Non-resorbable carbohydrates, such as inulin, fructo-oligosaccharides, and lactulose, are fermented to short-chain fatty acids via bacterial processes in the ileum (the final section of the small intestine) and colon (large intestine). The consequent decrease in pH of the intestinal lumen results in increased release of bound calcium so that more free calcium is available for passive resorption.

According to a 2014 study by the human resource council, only 1.5% of U.S. citizens identify themselves as vegetarians and 0.5% as vegan (sample n = 11,399). The most common and conventional dietary style in the Western world still includes dairy as well as meat products. Phosphates are one of the main reasons why the calcium in milk cannot be absorbed and is excreted through complexation. Phosphates are mostly found in industrially processed foods containing flavor enhancers and preservatives. Therefore, a breakfast of classic bacon and eggs with café au lait or a breakfast sandwich does not provide a sufficient amount of calcium for the average consumer.

Vegans, however, do not consume calcium-rich products such as dairy products and are therefore not exposed to phosphates contained in meat and dairy.

Studies About Osteoporosis


Image: Organic vegetable boxes. By Andy Roberts, License: CC-BY 2.0

A 2009 study by the Garvan Institute of Medical Research (Australia) in Osteoporosis international compared the bone density of vegan women (strictly vegan Buddhist nuns) with those of non-vegetarian women. The study recommended a daily calcium intake of 1,000 mg. The vegan nuns only ingested an average of 370 mg/d but had the same post-menopausal bone density as the non-vegetarian women.

In 2014, the British Medical Journal published a Swedish cohort study on the question of whether high milk consumption influences the risk of bone fractures at old age. The study comprised a male and a female cohort of about 50,000 participants, who were administered food frequency questionnaires over a time span of 20 years.

The study revealed an association between higher milk intake and increased mortality in both men and women, and with a higher fracture incidence in women. The authors cautiously attributed these results to chronically higher exposure to D-galactose, which causes permanent oxidative stress and inflammatory processes (as observed by biomarkers 8-iso-PGF2α and serum interleukin 6).
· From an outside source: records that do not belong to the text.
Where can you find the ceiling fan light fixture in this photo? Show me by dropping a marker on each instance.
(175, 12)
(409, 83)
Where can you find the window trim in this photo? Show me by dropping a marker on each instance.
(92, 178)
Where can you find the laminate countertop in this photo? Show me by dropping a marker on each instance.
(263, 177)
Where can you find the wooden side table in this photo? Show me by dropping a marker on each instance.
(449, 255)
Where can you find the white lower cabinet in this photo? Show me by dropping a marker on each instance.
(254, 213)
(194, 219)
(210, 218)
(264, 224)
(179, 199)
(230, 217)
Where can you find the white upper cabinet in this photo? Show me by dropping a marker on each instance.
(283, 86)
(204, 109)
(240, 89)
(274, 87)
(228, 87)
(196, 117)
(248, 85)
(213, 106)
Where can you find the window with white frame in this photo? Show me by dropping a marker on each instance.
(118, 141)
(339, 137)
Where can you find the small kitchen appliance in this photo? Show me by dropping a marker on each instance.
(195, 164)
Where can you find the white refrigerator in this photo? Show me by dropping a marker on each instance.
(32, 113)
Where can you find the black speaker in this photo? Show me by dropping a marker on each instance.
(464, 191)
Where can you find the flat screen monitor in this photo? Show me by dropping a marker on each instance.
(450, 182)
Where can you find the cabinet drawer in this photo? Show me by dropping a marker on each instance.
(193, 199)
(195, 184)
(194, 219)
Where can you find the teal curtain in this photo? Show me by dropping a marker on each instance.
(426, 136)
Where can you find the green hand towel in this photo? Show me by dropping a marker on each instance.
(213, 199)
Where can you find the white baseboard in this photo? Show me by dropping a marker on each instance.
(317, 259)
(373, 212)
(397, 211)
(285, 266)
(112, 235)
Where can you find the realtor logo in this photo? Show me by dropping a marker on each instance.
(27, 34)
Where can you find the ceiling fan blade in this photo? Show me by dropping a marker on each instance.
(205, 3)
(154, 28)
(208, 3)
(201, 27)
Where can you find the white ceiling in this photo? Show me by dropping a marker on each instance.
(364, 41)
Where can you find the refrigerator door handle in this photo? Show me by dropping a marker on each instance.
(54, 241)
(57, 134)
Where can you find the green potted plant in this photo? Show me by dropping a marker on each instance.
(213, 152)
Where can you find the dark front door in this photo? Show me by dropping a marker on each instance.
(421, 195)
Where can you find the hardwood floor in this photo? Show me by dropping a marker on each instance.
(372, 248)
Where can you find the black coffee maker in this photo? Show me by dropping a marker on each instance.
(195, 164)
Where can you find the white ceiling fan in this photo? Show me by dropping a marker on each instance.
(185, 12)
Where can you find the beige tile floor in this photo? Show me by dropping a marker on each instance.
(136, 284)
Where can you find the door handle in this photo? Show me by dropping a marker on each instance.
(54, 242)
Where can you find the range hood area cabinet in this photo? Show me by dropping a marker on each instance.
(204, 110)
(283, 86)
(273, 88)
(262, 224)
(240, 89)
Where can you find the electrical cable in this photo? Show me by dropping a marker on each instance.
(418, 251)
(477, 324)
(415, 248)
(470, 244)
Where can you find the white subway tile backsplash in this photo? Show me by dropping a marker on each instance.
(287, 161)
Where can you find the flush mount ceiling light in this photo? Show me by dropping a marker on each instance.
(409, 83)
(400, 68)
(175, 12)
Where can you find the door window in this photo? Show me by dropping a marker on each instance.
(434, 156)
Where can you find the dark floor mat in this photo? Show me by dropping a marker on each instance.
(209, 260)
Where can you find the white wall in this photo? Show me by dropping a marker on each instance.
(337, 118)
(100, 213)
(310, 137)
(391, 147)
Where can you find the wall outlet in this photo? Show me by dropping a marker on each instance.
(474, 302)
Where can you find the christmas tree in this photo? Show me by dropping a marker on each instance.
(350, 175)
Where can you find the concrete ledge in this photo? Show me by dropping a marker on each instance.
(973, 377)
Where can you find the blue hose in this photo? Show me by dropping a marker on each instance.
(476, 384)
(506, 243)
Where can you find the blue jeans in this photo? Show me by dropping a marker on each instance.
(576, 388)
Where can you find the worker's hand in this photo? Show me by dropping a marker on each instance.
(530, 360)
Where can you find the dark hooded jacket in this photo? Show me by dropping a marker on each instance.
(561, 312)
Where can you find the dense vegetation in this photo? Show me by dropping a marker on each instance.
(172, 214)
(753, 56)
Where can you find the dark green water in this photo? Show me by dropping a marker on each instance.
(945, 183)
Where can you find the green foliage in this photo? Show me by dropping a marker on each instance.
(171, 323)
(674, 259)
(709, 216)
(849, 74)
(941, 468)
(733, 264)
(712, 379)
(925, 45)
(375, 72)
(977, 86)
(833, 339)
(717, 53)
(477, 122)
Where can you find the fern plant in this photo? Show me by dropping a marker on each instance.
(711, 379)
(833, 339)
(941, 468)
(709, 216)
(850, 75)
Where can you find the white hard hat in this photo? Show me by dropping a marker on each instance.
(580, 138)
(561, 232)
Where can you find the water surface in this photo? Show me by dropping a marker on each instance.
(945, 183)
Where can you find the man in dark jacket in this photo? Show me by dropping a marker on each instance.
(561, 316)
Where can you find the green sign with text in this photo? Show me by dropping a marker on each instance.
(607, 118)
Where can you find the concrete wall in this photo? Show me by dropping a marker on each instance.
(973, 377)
In contrast to milk intake, cheese, and fermented dairy products (e.g., soured milk) as less of a risk factor due to their lower lactose and galactose content.


The 3 main pillars of bone health are physical activity, vitamin D, and calcium.

Focusing exclusively on calcium-rich foods without regular weight-bearing exercise is not of substantial benefit. In turn, dairy products are not as essential as a calcium source; some studies even suggest the opposite.

Yet, a final consensus on the role of milk in bone health is unavailable. A change of dietary guidelines, especially regarding the optimal approach to calcium intake and food sources, may be considered. Whether the consumption of milk should be discouraged due to the risk of lactose intolerance, and diseases associated with insulin-like growth factors has yet to be established. Comprehensive studies investigating the long-term consequences of milk consumption are needed.